Outros dois lotes de cafés especiais já foram lançados neste ano com a marca Famiglia Zancanaro, um lote de café frutado, com notas de mel e frutas vermelhas e o microlote com o melhor café da safra 2018. O microlote apresenta notas de mel, açúcar mascavo, avelã e um toque de especiarias, tem torra mais clara. Cristiane se orgulha de cada atividade realizada na fazenda, desde o plantio do cafezal, passando pelos tratos culturais da lavoura e cada detalhe do processo de pós-colheita e beneficiamento, como a seleção eletrônica dos grãos e embalagem. “Esse microlote foi todo colhido à mão e estamos torrando o nosso próprio grão, tudo é feito por nós na fazenda”, conta Cristiane. “Conciliamos tudo da produção na lavoura, pós-colheita, torra e embalagem e o desafio é o cliente final entender como isso é bom para a qualidade do produto.”

O reconhecimento do mercado não deixa dúvidas. O café da família Zancanaro já foi premiado três vezes em concursos de qualidade promovidos pela torrefadora italiana Illy Cafè e exibe selo de café especial atestado pelos provadores da Associação Brasileira de Cafés Especiais (BSCA). Além disso, a fazenda Nossa Senhora de Fátima tem certificação UTZ, um programa conhecido mundialmente que estabelece normas para a produção de café, cacau e chá. “Isso é uma garantia de que realmente o café é especial e que a propriedade respeita todas as leis trabalhistas e ambientais. Estamos em ordem com tudo”, diz a produtora Cristiane Zancanaro.

 

História de sucesso

A família Zancanaro atua na agricultura goiana há 33 anos, cultivando feijão, soja, milho, cebola e alho. Além disso, produz algodão em fazenda localizada na Bahia. A ideia de apostar no cafezal surgiu como uma alternativa para diversificar cultivos e minimizar riscos relacionados ao feijão, cujo mercado tem fases desfavoráveis. “Os preços do feijão oscilam muito, a gente buscou um mercado mais estável com o café”, diz Cristiane.
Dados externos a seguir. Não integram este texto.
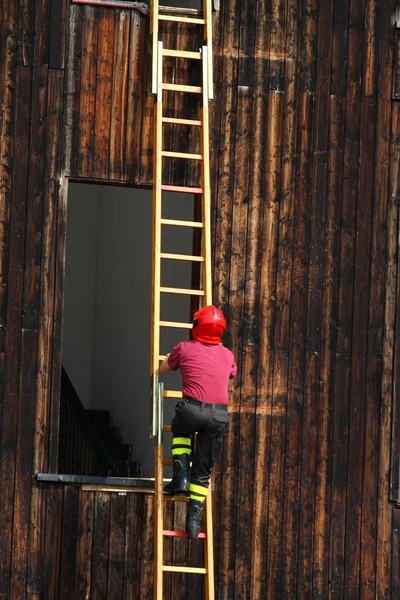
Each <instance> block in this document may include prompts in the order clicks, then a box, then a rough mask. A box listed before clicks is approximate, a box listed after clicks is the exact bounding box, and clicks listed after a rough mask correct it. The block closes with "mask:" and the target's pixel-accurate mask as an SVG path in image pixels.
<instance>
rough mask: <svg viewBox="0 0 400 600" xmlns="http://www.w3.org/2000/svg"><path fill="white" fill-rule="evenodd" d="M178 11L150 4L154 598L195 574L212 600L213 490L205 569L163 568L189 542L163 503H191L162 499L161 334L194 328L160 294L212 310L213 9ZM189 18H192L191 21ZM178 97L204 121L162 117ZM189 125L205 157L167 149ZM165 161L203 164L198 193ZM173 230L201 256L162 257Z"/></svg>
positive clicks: (169, 566)
mask: <svg viewBox="0 0 400 600" xmlns="http://www.w3.org/2000/svg"><path fill="white" fill-rule="evenodd" d="M178 11H179V9H174V8H167V7H162V8H161V9H160V6H159V2H158V0H152V2H151V5H150V19H151V25H150V32H151V34H152V50H153V63H152V93H153V94H155V105H154V155H153V285H152V333H151V338H152V339H151V367H150V368H151V376H152V400H153V418H152V426H151V434H150V435H151V437H153V438H155V440H156V445H155V456H154V460H155V494H154V498H155V523H154V526H155V533H154V541H155V552H154V563H155V564H154V598H155V600H163V573H164V572H181V573H182V572H183V573H197V574H202V575H204V576H205V578H206V579H205V591H206V600H214V557H213V526H212V494H211V485H210V489H209V493H208V496H207V499H206V506H205V516H204V525H205V527H204V529H205V532H204V533H201V534H200V536H199V537H201V538H202V539H204V565H205V566H204V568H203V567H189V566H170V565H165V564H164V538H165V537H170V536H172V537H187V534H186V533H185V532H178V531H168V530H165V529H164V501H166V500H169V501H173V502H179V501H187V498H186V497H176V496H171V495H168V494H164V491H163V481H164V466H165V465H168V464H171V461H165V460H164V448H163V431H170V430H171V428H170V427H167V426H166V427H164V425H163V413H164V399H166V398H181V397H182V392H180V391H177V390H167V389H164V386H163V384H162V383H160V382H159V380H158V368H159V365H160V362H161V361H162V360H163V359H164V358H165V355H162V354H161V353H160V334H161V331H162V330H163V328H179V329H183V330H187V329H191V327H192V324H191V323H185V322H173V321H166V320H162V318H161V297H162V294H184V295H187V296H198V297H200V301H201V302H202V304H203V306H207V305H209V304H212V281H211V228H210V166H209V122H208V120H209V115H208V101H209V100H210V99H212V96H213V94H212V90H213V81H212V48H211V42H212V6H211V0H203V11H202V14H201V15H199V11H185V13H186V14H185V15H179V12H178ZM187 14H189V15H190V16H187ZM160 21H171V22H174V21H175V22H179V23H182V22H184V23H185V22H186V23H190V24H197V25H199V26H200V27H202V29H203V31H204V35H203V39H204V43H203V46H202V48H199V51H198V52H189V51H184V50H179V49H169V48H163V44H162V42H161V41H160V40H159V24H160ZM164 57H177V58H182V59H187V60H199V61H201V64H202V85H201V86H193V85H181V84H174V83H170V82H164V81H163V59H164ZM164 91H169V92H175V93H178V94H182V93H185V94H186V93H188V94H200V95H201V98H202V105H201V111H200V119H198V120H195V119H183V118H171V117H166V116H165V115H164V114H163V92H164ZM166 123H169V124H176V125H189V126H190V127H193V128H199V131H200V139H201V144H200V146H201V153H200V154H193V153H183V152H171V151H168V150H166V149H164V144H163V126H164V124H166ZM164 157H174V158H179V159H182V160H196V161H201V184H200V187H185V186H172V185H166V184H164V183H163V181H162V165H163V163H162V161H163V158H164ZM163 192H177V193H182V194H193V195H194V196H195V198H197V201H199V200H200V199H201V221H199V222H197V221H188V220H177V219H167V218H163V216H162V215H163V213H162V205H163ZM170 226H175V227H186V228H192V230H193V231H194V230H195V229H198V228H201V231H202V244H201V247H202V250H201V255H200V256H192V255H187V254H170V253H165V252H162V251H161V242H162V231H163V228H167V227H170ZM163 260H184V261H191V262H192V263H194V262H199V263H200V264H201V267H202V277H201V278H200V279H201V281H202V289H197V290H195V289H181V288H170V287H163V286H161V266H162V261H163Z"/></svg>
O cultivo de café começou timidamente na safra 2009/2010, com projeto piloto para a produção de cafés especiais em apenas 11 hectares irrigados por gotejamento. Já na safra seguinte, os cafezais foram implantados em outros 200 hectares irrigados por pivô e o negócio deu tão certo que a área cultivada foi sendo ampliada gradativamente. “Eu vi em 2013 que poderíamos apostar num pós-colheita mais detalhado com mais cuidado, o que já nos trouxe resultados no ano safra de 2015 com o primeiro lugar no prêmio Ernesto Illy regional Centro Oeste de qualidade do Café para espresso”, conta Cristiane.

O período de seca que é uma forte característica do cerrado goiano acabou se mostrando uma vantagem competitiva porque o café é muito sensível ao clima. Chuvas e alta umidade promovem a proliferação de fungos que prejudicam a qualidade dos grãos. “Aqui no Cerrado, durante a colheita não cai uma gota de chuva e isso é uma bênção para a qualidade do café”, diz Cristiane. Além disso, a fazenda está localizada a uma altitude de 998 a 1028 metros, outra vantagem que beneficia o café.

A boa surpresa também foi que a família Zancanaro não só teve um bom desempenho no cultivo de café como está consolidando uma nova fronteira agrícola para a cafeicultura brasileira e o negócio já chama a atenção de compradores internacionais. Com o apoio de uma consultoria contratada, a família realizou a primeira exportação direta de café de Goiás. Foram exportadas 1.280 sacas de café verde em agosto de 2018, sendo que foram embarcados dois contêineres de café cereja descascado para a Grécia e dois contêineres para a Austrália.